LE SERMENT de KOUFRA    

 



Koufra, chapelet d'oasis du Sahara au sud-est de la Libye, est devenu le symbole de l'engagement de la 2e division blindée. C'est là, en effet, que fut prononcé le serment de libérer Strasbourg.

Koufra fut une position-clef de la seconde guerre mondiale. En 1941, la ville et surtout son fortin El-Tag est occupée par une garnison italienne. C'est en effet l'Italie qui est puissance coloniale depuis 1912, date à laquelle elle a arraché cette terre à la Turquie. Koufra est l'une des portes du Fezzan, cette vaste région du sud-ouest de la Libye, et sa piste d'atterrissage est une escale précieuse pour rallier Soudan, Tchad et Egypte. L'oasis, bien qu'à quatre cents kilomètres de toutes autres terres habitées, est donc bien gardée par les Italiens : une garnison de 500 hommes, dont une compagnie motorisée, la Compania Sahariana di Cufra.

Fin décembre 1941, Leclerc est à Fort-Lamy, à 1 800 kilomètres plus au sud, dans ce Tchad qui fut la première colonie française à se rallier au camp de la France libre et dont il commande les troupes. Les Britanniques proposent aux Français des opérations dans le Sud libyen. Ce sera d'abord de la reconnaissance dans le Fezzan, puis Leclerc, sur la base d'un rapport de septembre 1939, qui, déjà, imaginait une action de commando sur Koufra, décide un grand coup : attaquer l'oasis libyenne.
Ses moyens sont maigres : 400 hommes, dont 250 Africains, une soixantaine de véhicules (camions et camionnettes), une section d'artillerie de montagne avec une pièce de 75 mm transportée en sept morceaux... à dos de chameau. Heureusement, il a l'appui aérien de quelques bombardiers Blenheim. Qu'importe, l'effet de surprise devrait faire la différence face aux Italiens qui n'attendent pas une colonne motorisée venue du désert à travers les reliefs tourmentés du Tibesti.
Les 2 et 3 février, l'aviation bombarde Koufra. Le 7 février, Leclerc, parti de Faya-Largeau, est sur place, avec quelques éléments de reconnaissance. Il s'informe, négocie la neutralité des habitants de la palmeraie, puis rejoint la colonne le 10. Le 18 ont lieu les premiers combats. La compagnie motorisée italienne est dispersée le 19.
Leclerc assiège alors le fort de Koufra, faisant tout pour dissimuler la faiblesse de ses forces. Il fait déplacer souvent son canon de 75, multiplie les « coups de main », harcèle la garnison avec ses patrouilles motorisées. Les Italiens, que leur aviation a lâchés, s'inquiètent, tentent de parlementer. Leclerc exige leur reddition, l'obtient le 28 en réussissant même à rentrer dans le fort avec les négociateurs.
Les Français font ainsi, sans beaucoup de casse, près de 300 prisonniers (18 Italiens, 273 Libyens), récupèrent quatre canons de 20 mm, un stock de mitrailleuses, plusieurs véhicules, des armes, des vivres et des munitions. Le 1er mars, ils investissent le fort de El-Tag, marquant que Koufra est désormais aux mains des Alliés. Et c'est là que Leclerc a l'idée d'un geste symbolique.
Le lendemain, au cours d'une cérémonie militaire, il fait lever les couleurs. Et devant ses troupes de bric et de broc, mal équipées mais victorieuses, il proclame les quelques phrases qui deviendront plus tard le serment de Koufra. Quarante-quatre mois plus tard, la maigre colonne Leclerc de l'oasis libyenne, devenue entre temps une 2e DB de près de 20 000 hommes, pourra tenir sa promesse et hisser le drapeau français sur la flèche de la cathédrale de Strasbourg.
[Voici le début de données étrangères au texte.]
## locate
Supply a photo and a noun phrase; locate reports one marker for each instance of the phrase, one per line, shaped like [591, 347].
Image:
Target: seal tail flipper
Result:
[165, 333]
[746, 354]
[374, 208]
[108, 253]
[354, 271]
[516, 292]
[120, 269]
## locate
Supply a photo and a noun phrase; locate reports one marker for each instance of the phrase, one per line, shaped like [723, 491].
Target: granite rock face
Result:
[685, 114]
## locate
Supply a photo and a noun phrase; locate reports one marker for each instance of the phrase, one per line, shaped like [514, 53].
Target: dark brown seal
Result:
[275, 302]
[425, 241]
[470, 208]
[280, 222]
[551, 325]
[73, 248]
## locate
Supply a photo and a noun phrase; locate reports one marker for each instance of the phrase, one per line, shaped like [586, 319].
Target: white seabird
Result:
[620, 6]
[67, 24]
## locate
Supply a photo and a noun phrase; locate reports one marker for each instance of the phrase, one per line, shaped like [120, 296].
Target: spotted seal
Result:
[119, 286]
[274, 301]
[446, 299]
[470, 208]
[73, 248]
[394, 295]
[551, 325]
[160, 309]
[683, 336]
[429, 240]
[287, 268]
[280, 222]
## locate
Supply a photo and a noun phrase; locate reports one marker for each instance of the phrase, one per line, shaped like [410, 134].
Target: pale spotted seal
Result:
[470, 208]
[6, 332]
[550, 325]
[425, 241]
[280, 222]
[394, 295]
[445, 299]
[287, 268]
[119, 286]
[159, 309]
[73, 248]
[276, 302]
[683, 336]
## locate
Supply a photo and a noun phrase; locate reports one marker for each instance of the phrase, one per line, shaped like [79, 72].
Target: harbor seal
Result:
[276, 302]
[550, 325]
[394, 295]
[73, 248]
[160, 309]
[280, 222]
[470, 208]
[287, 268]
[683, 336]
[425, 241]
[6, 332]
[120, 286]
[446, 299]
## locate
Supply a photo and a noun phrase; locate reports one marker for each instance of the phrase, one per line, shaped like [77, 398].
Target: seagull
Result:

"Vous venez de remporter une victoire qui peut vous enorgueillir.
Vous avez bien fait, il y a quelques mois,
de rallier le général de Gaulle pour résister à l'ennemi et l'attaquer.
Mais Koufra n'est qu'une étape de la libération de la France.
Jurez de ne déposer les armes que lorsque nos couleurs,
nos belles couleurs, flotteront sur la cathédrale de Strasbourg ! ".